Background

In recent years IEAGHG has undertaken a series of studies on the performance and costs of plants incorporating the three leading CO2 capture technologies: post combustion, oxy-combustion and pre-combustion capture. In the time since those studies were undertaken there have been significant technological advances and substantial increases in estimated plant costs. IEAGHG therefore decided to undertake a wholly new study on costs of capture at coal based plants producing the two leading low-carbon energy carriers, namely electricity.

and hydrogen. This study provides a baseline for possible future studies on plants in other countries, plants using other capture processes and capture in industries other than power and hydrogen generation. The study was carried out for IEAGHG by Foster Wheeler.

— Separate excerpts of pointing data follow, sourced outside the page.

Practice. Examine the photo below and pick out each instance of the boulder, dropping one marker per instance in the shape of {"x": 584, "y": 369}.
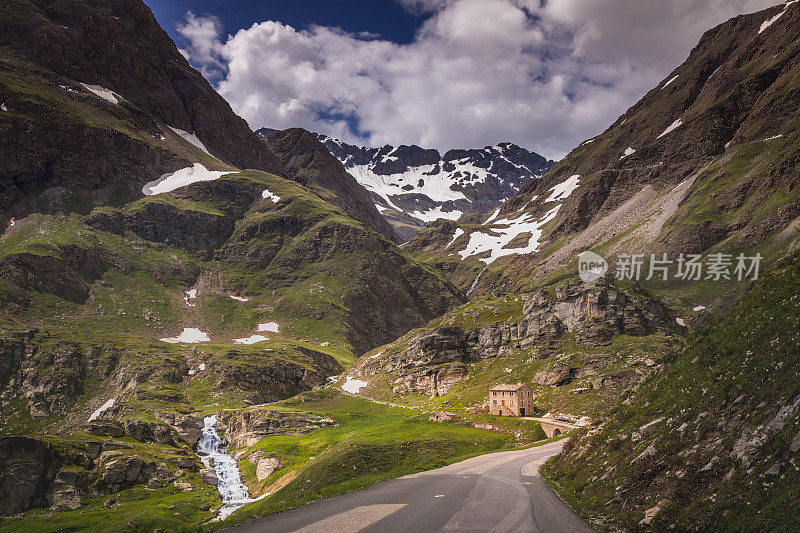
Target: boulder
{"x": 209, "y": 476}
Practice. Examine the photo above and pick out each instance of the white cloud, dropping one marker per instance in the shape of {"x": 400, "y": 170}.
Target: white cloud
{"x": 478, "y": 72}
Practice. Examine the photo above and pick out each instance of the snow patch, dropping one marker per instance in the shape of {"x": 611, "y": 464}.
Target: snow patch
{"x": 672, "y": 127}
{"x": 436, "y": 187}
{"x": 268, "y": 326}
{"x": 191, "y": 138}
{"x": 495, "y": 240}
{"x": 353, "y": 385}
{"x": 252, "y": 339}
{"x": 767, "y": 23}
{"x": 102, "y": 92}
{"x": 437, "y": 213}
{"x": 181, "y": 178}
{"x": 563, "y": 190}
{"x": 459, "y": 232}
{"x": 109, "y": 403}
{"x": 211, "y": 449}
{"x": 274, "y": 197}
{"x": 494, "y": 216}
{"x": 669, "y": 82}
{"x": 189, "y": 335}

It should be noted that the focus of this study is to provide an up-to-date technical and economical assessment of coal-fired power and hydrogen plants with CCS. The study does not aim to provide a definitive comparison of different technologies or technology suppliers because such comparisons are strongly influenced by specific local constraints and by market factors, which can be subject to rapid changes.

Key Messages

• This study provides an up-to-date assessment of the performance and costs of coal-based power and hydrogen plants with and without CO2 capture.

• The thermal efficiencies of power plants with CCS based on pulverised coal firing with oxy-combustion or post combustion capture, and IGCC with pre-combustion capture are all around 35% (LHV basis), which is around 9 percentage points lower than a reference pulverised coal plant without capture.

• The levelised cost of electricity is about 92 €/MWh for plants with oxy-combustion or post combustion capture and 115 €/MWh for IGCC plants with pre-combustion capture. This is about 75-125% higher than the reference pulverised coal plant without CCS.

• Costs of CO2 emission avoidance compared to the reference plant are 60-100 €/t.

• The rate of CO2 capture in oxy-combustion and IGCC plants could be increased from 90% to 98%, while reducing the cost per tonne of CO2 emissions avoided by 3%.

• Net CO2 emissions of a plant with post combustion capture could be reduced to zero by co-firing 10% biomass (on a carbon basis), without increasing the cost per tonne of CO2 avoided, depending on the price of biomass.

• The raw water requirements of the pulverised coal power plants with CCS could be reduced to near zero by using seawater or air cooling. For the ambient conditions considered in this study this would have little impact on the efficiency (<1 percentage point) and capital cost (<2%).

• The efficiency of producing hydrogen by coal gasification with CCS would be 58% LHV basis (65% HHV basis) and the levelised cost of production would be 16.1 €/GJ LHV basis (13.6 €/GJ HHV basis).